Lecture Notes in Deep Learning: Recurrent Neural Networks – Part 4

Symbolic picture for the article. The link opens the image in a large view.

Gated Recurrent Units

These are the lecture notes for FAU’s YouTube Lecture “Deep Learning“. This is a full transcript of the lecture video & matching slides. We hope, you enjoy this as much as the videos. Of course, this transcript was created with deep learning techniques largely automatically and only minor manual modifications were performed. If you spot mistakes, please let us know!

Welcome back to deep learning! Today we want to talk a bit about gated recurrent units (GRUs), a simplification of the LSTM cell.

GRUs offer a simpler approach to long temporal contexts. Image source: imgflip.

So again a neural network: Gated recurrent units. So the idea here is that the LSTM is, of course, great, but it has a lot of parameters and it’s kind of difficult to train.

GRUs have comparable performance to LSTMs, but fewer parameters. Image under CC BY 4.0 from the Deep Learning Lecture.

So, Cho came up with the gated recurrent unit and it was introduced in 2014 for statistical machine translation. You could argue it’s a kind of LSTM, but it’s simpler and it has fewer parameters.

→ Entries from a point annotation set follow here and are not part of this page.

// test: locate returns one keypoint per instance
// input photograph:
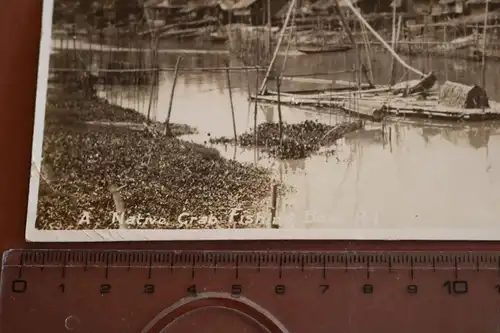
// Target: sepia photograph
(258, 119)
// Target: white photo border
(115, 235)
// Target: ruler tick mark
(150, 267)
(192, 267)
(281, 267)
(43, 262)
(106, 269)
(237, 268)
(21, 263)
(455, 271)
(411, 268)
(324, 268)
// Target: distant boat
(218, 37)
(324, 49)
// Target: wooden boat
(452, 101)
(218, 37)
(324, 49)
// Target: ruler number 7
(456, 287)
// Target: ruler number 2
(456, 287)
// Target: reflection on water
(442, 175)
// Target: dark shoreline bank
(85, 154)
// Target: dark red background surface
(20, 22)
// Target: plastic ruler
(208, 292)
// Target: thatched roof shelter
(463, 96)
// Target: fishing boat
(218, 37)
(421, 98)
(324, 49)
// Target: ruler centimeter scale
(211, 291)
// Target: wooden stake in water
(176, 73)
(154, 76)
(483, 60)
(255, 134)
(119, 205)
(276, 50)
(269, 27)
(274, 201)
(280, 119)
(395, 39)
(228, 76)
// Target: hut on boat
(200, 9)
(463, 96)
(164, 11)
(478, 6)
(255, 12)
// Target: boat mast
(277, 48)
(381, 40)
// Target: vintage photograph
(260, 119)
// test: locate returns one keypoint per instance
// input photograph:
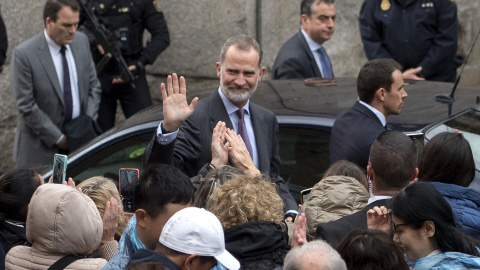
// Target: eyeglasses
(395, 226)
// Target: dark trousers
(131, 99)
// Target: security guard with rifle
(115, 30)
(421, 35)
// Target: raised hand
(175, 106)
(219, 148)
(239, 154)
(300, 231)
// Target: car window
(303, 151)
(304, 154)
(106, 162)
(469, 124)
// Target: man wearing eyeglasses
(392, 166)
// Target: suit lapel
(79, 57)
(261, 137)
(313, 63)
(47, 62)
(218, 112)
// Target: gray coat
(39, 97)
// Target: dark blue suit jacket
(353, 133)
(192, 147)
(295, 60)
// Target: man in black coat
(380, 91)
(393, 164)
(303, 55)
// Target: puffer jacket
(465, 203)
(61, 221)
(332, 198)
(258, 245)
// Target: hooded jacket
(259, 245)
(465, 203)
(61, 221)
(332, 198)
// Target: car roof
(295, 98)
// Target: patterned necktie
(326, 67)
(242, 130)
(67, 90)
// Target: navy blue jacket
(465, 203)
(414, 33)
(146, 255)
(353, 133)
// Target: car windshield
(469, 124)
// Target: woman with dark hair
(424, 226)
(371, 249)
(447, 163)
(447, 158)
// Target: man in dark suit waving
(303, 55)
(187, 129)
(380, 93)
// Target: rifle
(110, 45)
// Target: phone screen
(127, 181)
(59, 168)
(304, 195)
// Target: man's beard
(237, 96)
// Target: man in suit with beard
(186, 130)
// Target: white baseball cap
(195, 230)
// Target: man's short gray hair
(243, 43)
(311, 251)
(307, 6)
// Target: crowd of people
(210, 194)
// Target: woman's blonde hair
(101, 189)
(246, 199)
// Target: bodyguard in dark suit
(380, 91)
(189, 135)
(48, 91)
(303, 55)
(393, 164)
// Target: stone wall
(199, 28)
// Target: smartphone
(304, 195)
(127, 180)
(59, 168)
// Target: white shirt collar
(231, 108)
(380, 115)
(52, 44)
(314, 46)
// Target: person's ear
(380, 94)
(260, 74)
(304, 19)
(190, 260)
(429, 228)
(142, 217)
(218, 66)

The structure of a GRU cell. Image under CC BY 4.0 from the Deep Learning Lecture.

So this is the general setup. You can see we don’t have two different memories like in the LSTM. We only have one hidden state. One similarity to the LSTM is the hidden state flows only along a linear process. So, you only see multiplications and additions here. Again, as in the LSTM, we produce from the hidden state the output.

The main steps in the GRU workflow. Image under CC BY 4.0 from the Deep Learning Lecture.

So let’s have a look into the ideas that Cho had in order to propose this cool cell. Well, it takes the concepts from the LSTM and it controls the memory by gates. The main difference is that there is no additional cell state. So, the memory only operates directly on the hidden state. The update of the state can be divided into four steps: There’s a reset gate that is controlling the influence of the previous hidden state. Then there is an update gate that introduces newly computed updates. So, the next step proposes an updated hidden state which is then used to update the hidden state.

The reset gate. Image under CC BY 4.0 from the Deep Learning Lecture.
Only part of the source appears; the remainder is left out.